That is frankly misleading – and indicates that the staff writer at FTC has adopted the data collection industry’s view that unrelated third party comments are «references». It is true that only a CRA is protected from liability for reporting negative remarks gleaned from «friends», «neighbors», and «associates» of an applicant by the provision of the FCRA cited at n. 3 above, and that those third parties benefit from anonymity and immunity granted by FCRA – unless the sources reported on are subject to discovery in a legal proceeding. Knowingly making use of unverified defamatory material can, of course, make all parties liable.

Yet, one wonders what possible liability an employer who merely seeks to verify credentials, or to ask for letters from the employee’s, or the applicant’s, named professional references, would have to fear. The employer is also free to ask for a criminal background check, if the position requires care of the vulnerable young, the elderly, or the disabled, or requires exercise of fiduciary responsibility. Here again, however, the applicant is better protected from mismatches or inaccurate reports if the request is direct to the criminal records bureau in question rather than through a third party CRA.

Why, then, do CRAs require greater protection than the institutions to whom references are addressed? Principally, because CRAs and «recruitment assessment» companies do not simplycollect references. They «mine» references! That is they take so many positive points from one, and so many negative points from another. When they use language like:

These latter sources are obviously not the equivalent of respected members of the profession who we might choose as references.

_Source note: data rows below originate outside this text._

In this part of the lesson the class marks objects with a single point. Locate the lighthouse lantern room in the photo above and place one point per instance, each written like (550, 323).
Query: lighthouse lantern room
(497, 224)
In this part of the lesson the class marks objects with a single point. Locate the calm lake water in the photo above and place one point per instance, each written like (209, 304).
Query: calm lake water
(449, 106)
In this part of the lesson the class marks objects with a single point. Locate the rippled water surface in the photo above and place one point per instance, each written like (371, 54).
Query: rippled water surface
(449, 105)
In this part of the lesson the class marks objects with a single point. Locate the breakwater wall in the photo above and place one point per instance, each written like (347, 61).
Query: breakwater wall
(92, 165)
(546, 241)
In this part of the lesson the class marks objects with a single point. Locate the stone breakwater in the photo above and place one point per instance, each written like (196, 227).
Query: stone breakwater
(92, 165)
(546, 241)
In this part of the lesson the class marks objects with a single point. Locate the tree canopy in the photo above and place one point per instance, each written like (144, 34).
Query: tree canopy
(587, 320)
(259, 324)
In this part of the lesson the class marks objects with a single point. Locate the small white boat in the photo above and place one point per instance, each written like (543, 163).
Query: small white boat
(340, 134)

This is not to say that those persons do not have the freedom of speech to say whatever they like about us – as long as they do not breach the laws of confidentiality, privacy, defamation, or negligent injury to our economic interests. Reliance on CRA investigator-chosen sources is foreseen in the FCRA – that is by legislation drafted by the industry itself and promoted to human resources management – but it has never been accepted as desirable or authoritative in place of traditional references by any professional body, though employer human resources departments now regularly accept such commercial reports as a matter of course.

Any professional person who receives or writes reference letters knows very well that outright negative reference writing is extremely rare. Anyone who agrees to write a reference is by implication agreeing to support the applicant who requests a confidential reference letter in some way. This is not to say that an aggrieved supervisor, instructor, or employer can not exercise his or her free speech against a former student or colleague – though, such a declaration is more credible when the author is identified and the basis of the allegation is disclosed. But, such statements are not «references».

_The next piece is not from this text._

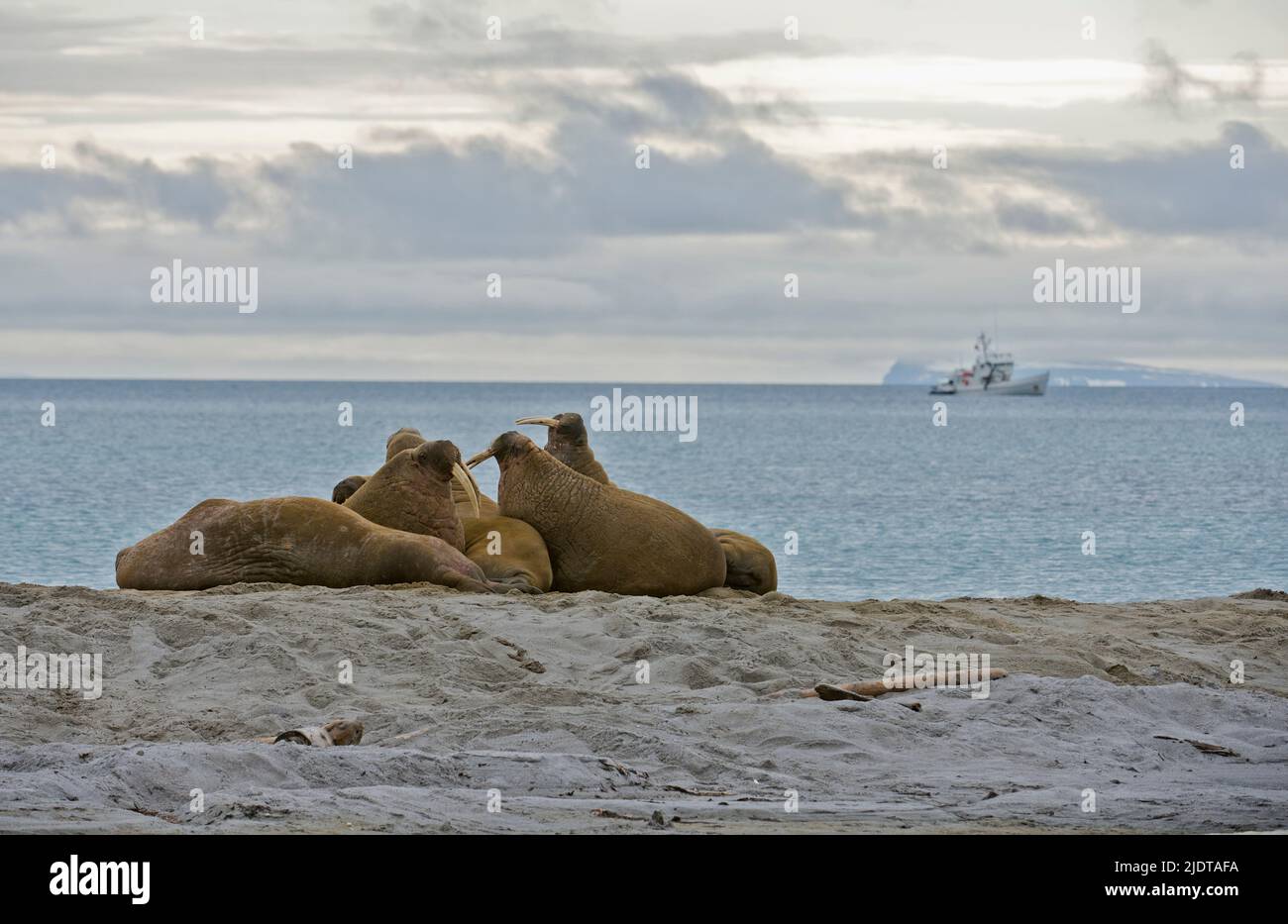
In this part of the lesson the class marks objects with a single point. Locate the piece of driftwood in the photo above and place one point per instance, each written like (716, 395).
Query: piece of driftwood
(1206, 747)
(342, 731)
(871, 688)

Naming a «confidential reference» is a demonstration of respect and confidence in the judgment of a leading member of the profession. A «confidential reference» allows the writer to compare students or employees who have worked under him or her. It is, however, not a license to trash a former student or colleague. Giving a reference implies that the writer has worked closely with the applicant and is willing to support him or her in some way. An applicant with few accomplishments may expect only «faint praise», but still has no fear that the writer is likely to seek to damage an old colleague.

For good reason, employer personnel managers who are less likely than frontline supervisors to have direct knowledge of an employee’s work performance, typically restrict themselves to giving only job title and starting and ending dates of employment (and to confirm salary, if requested by the former employee). By and large it is only the «associates» attracted by anonymity and immunity offered by CRAs by virtue of their non-statutory demands formandatory «voluntary waiver » from applicants, who may be drawn into making remarks or allegations that can damage the prospects of the applicant, but do not require substantiation.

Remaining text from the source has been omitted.